Carpenter Can't build Workplace Assault Case out of Friend's Hug

                               

Lester, PA (WorkersCompensation.com) – Coworkers who witnessed an alleged workplace injury are in an especially strong position to help make, or break, a claimant’s case.  

A carpenter’s description of a workplace “assault” didn’t add up once a coworker, and the alleged perpetrator himself, explained what happened in Stanis v. Workers’ Compensation Appeal Board, No. 578 C.D. 2020 (Pa. Commw. Ct. 05/23/22). 

The carpenter claimed that on Oct. 22, 2015, when he was signing out from work, a co-worked assaulted him. He claimed the coworker grabbed from behind, lifted him off the ground, and violently tossed him back and forth, side to side, at a high rate of speed, for at least 20 seconds, injuring his neck, lower back, and abdomen.  

The carpenter did not report the incident to the company that day. He also did not report the alleged assault to police.  

The carpenter filed a workers’ compensation claim in about two months later. However, he continued to work, without restrictions, until January 2016.  

A worker’s compensation judge denied the carpenter’s claim, concluding that he failed to demonstrate that he was injured at work. The workers’ compensation board affirmed, and the carpenter appealed. 

On appeal, the court explained that to succeed on his claim, the employee had to show that he sustained an injury in the course of employment and that the injury was causally related to his work. 

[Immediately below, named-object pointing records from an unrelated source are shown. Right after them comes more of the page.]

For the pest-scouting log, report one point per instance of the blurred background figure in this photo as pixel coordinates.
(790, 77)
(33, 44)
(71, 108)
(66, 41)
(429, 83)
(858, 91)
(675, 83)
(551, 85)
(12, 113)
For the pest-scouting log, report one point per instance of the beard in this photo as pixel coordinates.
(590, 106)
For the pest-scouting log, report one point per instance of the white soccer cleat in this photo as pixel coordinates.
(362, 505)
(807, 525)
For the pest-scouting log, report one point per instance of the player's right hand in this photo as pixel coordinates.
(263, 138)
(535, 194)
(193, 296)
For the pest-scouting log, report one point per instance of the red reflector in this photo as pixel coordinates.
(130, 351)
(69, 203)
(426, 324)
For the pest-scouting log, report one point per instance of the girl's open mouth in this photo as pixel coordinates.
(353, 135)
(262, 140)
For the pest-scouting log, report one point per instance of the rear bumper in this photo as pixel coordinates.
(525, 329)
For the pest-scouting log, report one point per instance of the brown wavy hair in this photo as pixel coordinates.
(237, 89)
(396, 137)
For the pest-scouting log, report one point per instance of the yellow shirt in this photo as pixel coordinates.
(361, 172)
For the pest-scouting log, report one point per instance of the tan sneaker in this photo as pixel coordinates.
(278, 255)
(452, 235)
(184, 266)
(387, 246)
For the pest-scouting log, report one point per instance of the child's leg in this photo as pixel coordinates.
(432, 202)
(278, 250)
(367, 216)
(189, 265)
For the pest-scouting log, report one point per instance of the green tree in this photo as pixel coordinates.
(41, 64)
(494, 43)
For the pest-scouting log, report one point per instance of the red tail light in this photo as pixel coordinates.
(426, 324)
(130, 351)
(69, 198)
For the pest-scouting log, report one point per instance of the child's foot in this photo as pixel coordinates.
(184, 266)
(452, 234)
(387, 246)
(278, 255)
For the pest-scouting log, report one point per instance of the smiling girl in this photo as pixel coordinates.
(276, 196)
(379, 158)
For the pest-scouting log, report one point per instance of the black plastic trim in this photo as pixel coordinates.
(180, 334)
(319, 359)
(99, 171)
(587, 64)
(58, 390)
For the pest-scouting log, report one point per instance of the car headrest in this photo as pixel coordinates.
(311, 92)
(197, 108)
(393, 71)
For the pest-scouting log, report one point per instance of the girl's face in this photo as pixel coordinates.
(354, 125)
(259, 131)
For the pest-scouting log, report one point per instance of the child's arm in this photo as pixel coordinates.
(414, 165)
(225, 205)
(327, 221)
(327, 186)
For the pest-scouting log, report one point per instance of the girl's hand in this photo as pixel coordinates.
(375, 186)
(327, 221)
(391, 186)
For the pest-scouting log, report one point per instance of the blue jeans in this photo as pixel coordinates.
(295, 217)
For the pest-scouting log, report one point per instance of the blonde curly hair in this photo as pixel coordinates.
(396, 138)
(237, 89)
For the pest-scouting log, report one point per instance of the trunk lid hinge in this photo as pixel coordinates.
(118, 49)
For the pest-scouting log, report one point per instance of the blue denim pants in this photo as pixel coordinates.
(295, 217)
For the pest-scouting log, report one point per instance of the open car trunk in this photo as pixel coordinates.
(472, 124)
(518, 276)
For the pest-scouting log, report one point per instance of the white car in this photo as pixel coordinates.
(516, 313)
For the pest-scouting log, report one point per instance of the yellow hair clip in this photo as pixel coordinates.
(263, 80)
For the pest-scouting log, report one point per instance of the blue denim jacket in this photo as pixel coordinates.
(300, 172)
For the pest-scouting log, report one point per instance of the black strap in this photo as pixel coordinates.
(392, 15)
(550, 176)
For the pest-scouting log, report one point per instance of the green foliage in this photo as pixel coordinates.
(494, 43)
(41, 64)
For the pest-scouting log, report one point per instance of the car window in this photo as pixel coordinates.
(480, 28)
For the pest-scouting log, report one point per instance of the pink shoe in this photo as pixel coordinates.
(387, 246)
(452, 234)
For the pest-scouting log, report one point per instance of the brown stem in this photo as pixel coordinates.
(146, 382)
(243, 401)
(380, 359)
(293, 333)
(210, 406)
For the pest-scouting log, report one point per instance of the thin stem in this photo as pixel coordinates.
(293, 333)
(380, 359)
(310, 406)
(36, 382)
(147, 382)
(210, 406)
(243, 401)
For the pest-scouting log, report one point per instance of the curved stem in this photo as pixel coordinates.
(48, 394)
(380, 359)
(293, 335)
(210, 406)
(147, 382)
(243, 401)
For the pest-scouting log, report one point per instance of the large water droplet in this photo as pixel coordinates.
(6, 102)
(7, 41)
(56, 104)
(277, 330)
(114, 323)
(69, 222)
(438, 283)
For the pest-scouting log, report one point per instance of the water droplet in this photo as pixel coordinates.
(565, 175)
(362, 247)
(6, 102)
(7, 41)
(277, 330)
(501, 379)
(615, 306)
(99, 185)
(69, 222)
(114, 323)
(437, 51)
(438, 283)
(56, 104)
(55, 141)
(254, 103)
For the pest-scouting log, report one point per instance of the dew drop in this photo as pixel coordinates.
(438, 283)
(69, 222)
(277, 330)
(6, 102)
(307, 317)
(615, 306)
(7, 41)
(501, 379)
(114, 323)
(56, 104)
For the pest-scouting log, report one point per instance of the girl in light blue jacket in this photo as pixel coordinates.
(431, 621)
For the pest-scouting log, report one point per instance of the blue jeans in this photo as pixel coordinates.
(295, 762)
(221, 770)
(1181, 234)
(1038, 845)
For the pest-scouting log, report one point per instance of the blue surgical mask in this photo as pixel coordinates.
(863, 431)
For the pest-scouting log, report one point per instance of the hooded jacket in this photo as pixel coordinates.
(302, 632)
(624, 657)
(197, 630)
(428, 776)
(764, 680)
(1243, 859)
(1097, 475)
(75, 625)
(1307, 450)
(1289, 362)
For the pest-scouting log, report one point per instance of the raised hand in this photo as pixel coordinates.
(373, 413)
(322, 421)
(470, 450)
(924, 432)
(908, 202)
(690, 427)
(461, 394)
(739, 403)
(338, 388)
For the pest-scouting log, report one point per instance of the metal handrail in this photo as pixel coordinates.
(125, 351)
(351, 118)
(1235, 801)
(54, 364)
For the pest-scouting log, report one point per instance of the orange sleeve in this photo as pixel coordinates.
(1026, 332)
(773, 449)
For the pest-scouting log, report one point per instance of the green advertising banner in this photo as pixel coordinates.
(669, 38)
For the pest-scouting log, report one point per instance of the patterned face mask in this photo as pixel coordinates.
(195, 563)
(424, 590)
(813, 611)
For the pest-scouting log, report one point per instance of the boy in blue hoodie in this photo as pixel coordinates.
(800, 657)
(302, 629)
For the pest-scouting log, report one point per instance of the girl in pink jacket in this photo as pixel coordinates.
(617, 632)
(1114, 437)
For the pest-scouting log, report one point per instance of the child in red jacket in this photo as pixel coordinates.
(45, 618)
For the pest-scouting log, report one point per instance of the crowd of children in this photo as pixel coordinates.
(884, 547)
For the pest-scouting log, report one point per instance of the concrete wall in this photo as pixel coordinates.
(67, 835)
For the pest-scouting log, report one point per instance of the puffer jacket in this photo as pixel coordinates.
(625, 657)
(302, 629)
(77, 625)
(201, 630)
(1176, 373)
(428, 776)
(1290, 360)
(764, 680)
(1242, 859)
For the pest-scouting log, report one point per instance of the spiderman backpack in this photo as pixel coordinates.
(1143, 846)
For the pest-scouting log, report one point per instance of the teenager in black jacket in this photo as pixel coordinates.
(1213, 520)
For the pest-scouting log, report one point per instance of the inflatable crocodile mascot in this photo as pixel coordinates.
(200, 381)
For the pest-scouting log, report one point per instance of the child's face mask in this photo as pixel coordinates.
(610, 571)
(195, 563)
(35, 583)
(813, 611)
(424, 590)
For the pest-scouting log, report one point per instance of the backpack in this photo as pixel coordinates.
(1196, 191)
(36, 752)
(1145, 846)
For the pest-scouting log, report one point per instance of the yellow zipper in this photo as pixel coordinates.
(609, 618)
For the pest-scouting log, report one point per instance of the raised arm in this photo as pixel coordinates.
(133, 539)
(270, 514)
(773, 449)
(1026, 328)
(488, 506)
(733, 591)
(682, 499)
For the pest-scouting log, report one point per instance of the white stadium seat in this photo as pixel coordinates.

The court noted that the workers’ compensation judge relied partly on the testimony of a coworker who said there was no assault. There was, however, a hug from behind, according to that individual. The coworker also testified that the hug was to thank the carpenter for a gift and opined that the contact may have hurt the carpenter’s pride in some way. However, the hug, he said, was neither violent, lengthy, nor sufficiently dramatic to lift the employee off his feet and cause him to whip from side to side, as the carpenter claimed. 

That testimony, the court noted, largely matched up with the testimony of the alleged hugger himself, who said the hug was to thank his friend for a t-shirt, and that it lasted no more than a few seconds. 

The court observed that the workers’ compensation judge rejected a doctor’s testimony on the carpenter’s behalf. “[The doctor] did not see Claimant until almost one year after his alleged violent assault/work injury and he relies on Claimant's statements to him of what transpired at work to form his opinions,” the court wrote. Further, during the initial treatment the carpenter sought from another doctor shortly after the incident, he never mentioned an assault. 

The workers’ compensation judge, the court added, also rejected the carpenter’s testimony, given its inconsistency with the evidence. The judge also found the carpenter’s testimony not worthy of belief, given that the employee continued to work in a moderate to heavy-duty capacity for a long time after the alleged incident, did not report the incident until approximately two months later, and did not see a doctor until a year after the incident. 

The court found no basis for upsetting the judge’s determination that no assault occurred and that, therefore, the carpenter could not show he was injured at work.